La mort de Daniel Forestier, dont le corps a été retrouvé criblé de balles la semaine dernière en Haute-Savoie, suscite nombre d'interrogations: cet ex-agent du renseignement français se trouvait au coeur d'une affaire de projet d'assassinat d'un opposant congolais en région parisienne.

Le corps de cet homme de 57 ans a été retrouvé le 21 mars sur un parking de la commune de Ballaison, proche du lac Léman, mais l'identité de l'ancien agent du service action de la DGSE n'a pu être confirmée à l'AFP que mardi soir, via son avocat, prévenu par la famille de la victime.

Un meurtre qui intrigue puisqu'il s'apparente à une exécution, l'autopsie ayant révélé cinq impacts de balles sur la victime, dont un au niveau du cœur et un autre dans la tête.

Après la découverte du corps, le parquet de Thonon-les-Bains avait immédiatement ouvert une enquête pour assassinat. Le dossier a été repris lundi par la Juridiction interrégionale spécialisée (Jirs) de Lyon, compétente en matière de criminalité organisée.

C'est la Jirs qui avait mis en examen Daniel Forestier en septembre dans le cadre d'une enquête sur un projet d'assassinat ayant visé le général Ferdinand Mbaou, un opposant au président congolais Denis Sassou Nguesso réfugié en France depuis près de 20 ans.

L'ancien militaire de carrière et un autre ex-agent des services de renseignements extérieurs français, Bruno Susini, avaient été inculpés "d'association de malfaiteurs" et "détention d'explosifs". Un troisième homme avait été placé sous le statut de témoin assisté.
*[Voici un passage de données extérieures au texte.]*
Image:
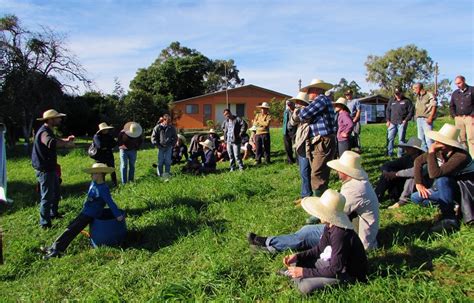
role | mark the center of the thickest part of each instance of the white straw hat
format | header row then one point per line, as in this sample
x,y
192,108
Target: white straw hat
x,y
51,114
317,83
448,134
133,129
349,163
328,208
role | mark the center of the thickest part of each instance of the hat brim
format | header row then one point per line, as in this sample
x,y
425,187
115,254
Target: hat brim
x,y
313,206
436,136
355,173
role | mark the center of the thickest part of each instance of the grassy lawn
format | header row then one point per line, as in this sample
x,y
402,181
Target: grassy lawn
x,y
187,238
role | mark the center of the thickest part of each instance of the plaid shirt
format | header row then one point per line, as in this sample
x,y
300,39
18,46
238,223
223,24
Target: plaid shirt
x,y
321,116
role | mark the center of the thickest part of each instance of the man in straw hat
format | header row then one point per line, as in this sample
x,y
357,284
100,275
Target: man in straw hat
x,y
322,119
105,142
97,197
44,161
446,158
234,129
129,141
338,258
398,175
262,138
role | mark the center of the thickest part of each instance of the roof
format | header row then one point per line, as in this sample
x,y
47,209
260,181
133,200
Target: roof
x,y
235,89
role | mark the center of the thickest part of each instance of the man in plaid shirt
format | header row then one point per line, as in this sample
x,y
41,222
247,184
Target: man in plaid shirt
x,y
322,118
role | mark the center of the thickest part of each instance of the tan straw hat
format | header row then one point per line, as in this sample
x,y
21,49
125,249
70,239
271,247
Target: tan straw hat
x,y
208,143
448,134
99,168
301,99
349,164
413,142
104,126
328,208
133,129
51,114
317,83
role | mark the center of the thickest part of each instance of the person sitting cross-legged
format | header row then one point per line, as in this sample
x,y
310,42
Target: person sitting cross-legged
x,y
339,258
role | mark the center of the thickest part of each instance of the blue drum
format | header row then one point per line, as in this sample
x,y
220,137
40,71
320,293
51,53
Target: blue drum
x,y
106,230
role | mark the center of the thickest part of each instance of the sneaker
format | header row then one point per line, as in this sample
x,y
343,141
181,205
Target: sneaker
x,y
445,225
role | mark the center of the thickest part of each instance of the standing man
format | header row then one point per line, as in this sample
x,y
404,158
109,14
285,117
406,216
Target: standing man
x,y
234,128
462,109
354,108
44,161
322,119
288,131
425,113
262,138
399,111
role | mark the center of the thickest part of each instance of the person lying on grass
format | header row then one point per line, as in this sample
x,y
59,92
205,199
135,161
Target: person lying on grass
x,y
338,258
97,196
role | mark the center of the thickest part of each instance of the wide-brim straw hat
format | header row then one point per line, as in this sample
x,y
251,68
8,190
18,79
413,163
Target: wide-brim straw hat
x,y
413,142
342,102
448,134
99,168
104,126
317,83
208,143
350,164
133,129
51,114
329,208
301,99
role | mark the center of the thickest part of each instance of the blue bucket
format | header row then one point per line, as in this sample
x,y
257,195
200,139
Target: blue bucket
x,y
106,230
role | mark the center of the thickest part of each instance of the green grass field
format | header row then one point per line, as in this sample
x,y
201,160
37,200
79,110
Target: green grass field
x,y
187,239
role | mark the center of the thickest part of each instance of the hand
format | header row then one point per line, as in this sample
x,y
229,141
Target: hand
x,y
296,272
287,260
424,192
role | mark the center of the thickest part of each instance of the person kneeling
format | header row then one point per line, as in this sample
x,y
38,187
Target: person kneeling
x,y
97,196
338,258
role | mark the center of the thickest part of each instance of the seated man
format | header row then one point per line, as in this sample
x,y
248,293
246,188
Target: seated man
x,y
361,201
397,175
445,160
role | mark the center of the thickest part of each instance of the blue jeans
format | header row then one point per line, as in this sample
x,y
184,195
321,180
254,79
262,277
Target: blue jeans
x,y
392,131
49,190
127,164
305,238
423,127
234,155
442,193
305,174
164,158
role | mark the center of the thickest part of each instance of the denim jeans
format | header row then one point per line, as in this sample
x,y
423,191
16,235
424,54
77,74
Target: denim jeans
x,y
422,128
127,164
49,190
164,158
305,174
442,193
392,131
305,238
234,155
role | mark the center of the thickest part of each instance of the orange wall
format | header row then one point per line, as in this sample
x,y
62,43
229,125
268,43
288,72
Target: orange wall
x,y
248,95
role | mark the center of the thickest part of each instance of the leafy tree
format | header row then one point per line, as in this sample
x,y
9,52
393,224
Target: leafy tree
x,y
400,67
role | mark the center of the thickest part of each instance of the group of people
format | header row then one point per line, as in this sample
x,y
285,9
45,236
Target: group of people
x,y
317,130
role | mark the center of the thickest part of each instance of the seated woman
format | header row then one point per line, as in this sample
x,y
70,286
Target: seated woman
x,y
339,256
445,160
97,197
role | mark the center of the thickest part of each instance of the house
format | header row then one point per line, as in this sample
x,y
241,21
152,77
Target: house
x,y
195,112
373,109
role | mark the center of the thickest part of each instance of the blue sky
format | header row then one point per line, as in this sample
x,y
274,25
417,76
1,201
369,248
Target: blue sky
x,y
274,43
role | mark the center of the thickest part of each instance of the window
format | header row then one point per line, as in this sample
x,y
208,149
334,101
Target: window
x,y
192,109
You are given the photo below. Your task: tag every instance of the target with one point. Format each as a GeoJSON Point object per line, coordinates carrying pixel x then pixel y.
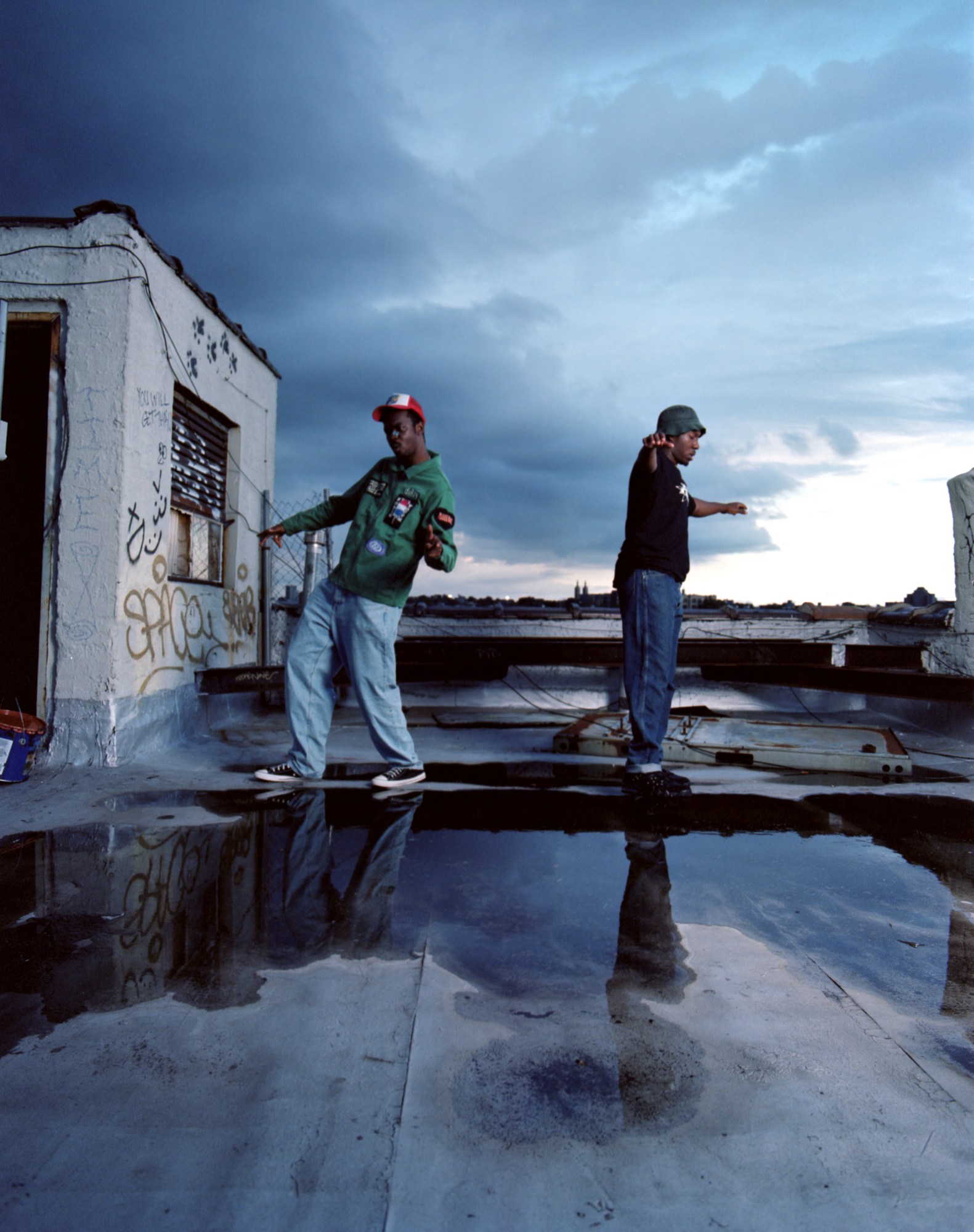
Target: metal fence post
{"type": "Point", "coordinates": [313, 544]}
{"type": "Point", "coordinates": [328, 539]}
{"type": "Point", "coordinates": [265, 584]}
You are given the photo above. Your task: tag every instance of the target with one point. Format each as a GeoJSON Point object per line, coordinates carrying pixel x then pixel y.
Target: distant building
{"type": "Point", "coordinates": [139, 438]}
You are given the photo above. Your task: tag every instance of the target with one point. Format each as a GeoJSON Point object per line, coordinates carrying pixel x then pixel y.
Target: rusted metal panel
{"type": "Point", "coordinates": [757, 743]}
{"type": "Point", "coordinates": [877, 682]}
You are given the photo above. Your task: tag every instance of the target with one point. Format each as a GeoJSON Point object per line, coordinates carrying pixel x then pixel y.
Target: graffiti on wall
{"type": "Point", "coordinates": [170, 627]}
{"type": "Point", "coordinates": [216, 351]}
{"type": "Point", "coordinates": [148, 513]}
{"type": "Point", "coordinates": [83, 535]}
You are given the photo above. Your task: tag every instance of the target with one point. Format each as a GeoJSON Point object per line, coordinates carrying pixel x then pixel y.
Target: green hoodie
{"type": "Point", "coordinates": [389, 509]}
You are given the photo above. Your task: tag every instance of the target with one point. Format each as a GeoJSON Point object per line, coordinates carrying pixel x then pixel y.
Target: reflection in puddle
{"type": "Point", "coordinates": [527, 896]}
Le mode opératoire et les multiples zones d'ombre entourant l'assassinat de Forestier nourrissent des spéculations dignes d'un roman d'espionnage: règlement de comptes ? Élimination d'un témoin gênant ?

"On a du mal à croire que ce meurtre soit sans lien avec sa mise en cause dans l’affaire Mbaou", commente une source proche du dossier. De son côté, le parquet de Lyon ne va pas au delà de la confirmation de l'ouverture d'une enquête par la Jirs.

- "Affaire étrange et bizarre" -

Pour l'avocat de Daniel Forestier, Cédric Huissoud, la mise en cause de son client dans le dossier concernant l'opposant congolais était injustifiée. "Mon client avait toujours contesté ces accusations rocambolesques, qui ne reposent que sur un témoignage anonyme", souligne-t-il à l'AFP.

L'avocat avait engagé dès septembre un recours devant la chambre de l'instruction de la cour d'appel de Lyon pour faire annuler la mise en examen de son client, qui était sous contrôle judiciaire.

"Cette affaire est étrange et bizarre depuis le départ. Les faits pour lesquels les deux anciens agents ont été mis en examen sont farouchement contestés", a réagi de son côté Marie-Alix Canu-Bernard, l'avocate de Bruno Susini.

Selon elle, les deux ex-agents étaient "très inquiets pour leur sécurité" et avaient déposé des plaintes pour "violation du secret de l'instruction". Des photos de la maison de Forestier avaient notamment été diffusées sur les réseaux sociaux après leur mise en examen.

D'après le Dauphiné Libéré, Daniel Forestier, marié et père de deux enfants, était établi à Lucinges (Haute-Savoie) après 14 ans passés au sein de la DGSE.

Il était conseiller municipal jusqu'à septembre dernier et avait publié à compte d'auteur plusieurs romans aux titres évocateurs tels que "Barbouze de la République" ou "Requiem pour un Savoyard".

Interrogé par l'AFP, Ferdinand Mbaou, 62 ans, s'est dit "attristé" par la mort de Forestier, mais "confiant" pour la suite de la procédure judiciaire. "Il n'était pas seul, il y a d'autres suspects qui permettront à la justice de faire son travail", a-t-il déclaré.

De leur côté, ses avocats ont regretté ce décès, signifiant pour eux la disparition "d'une partie essentielle des preuves, et donc de la manifestation de la vérité" dans le dossier de la tentative d'assassinat de leur client.

"Aucun protagoniste dans cette affaire n’est en sécurité, à commencer par notre client", ont encore assuré Vincent Brengarth et Henri Thulliez.

En 2015, l'ancien chef de la garde de l'ex-président de la République du Congo Pascal Lissouba (1992-1997) avait déjà été grièvement blessé par balle dans une tentative d'assassinat à la sortie de son domicile de Bessancourt, au nord de Paris. Il serait dans le collimateur de Brazzaville en raison de ses réseaux dans l'armée, selon un opposant congolais.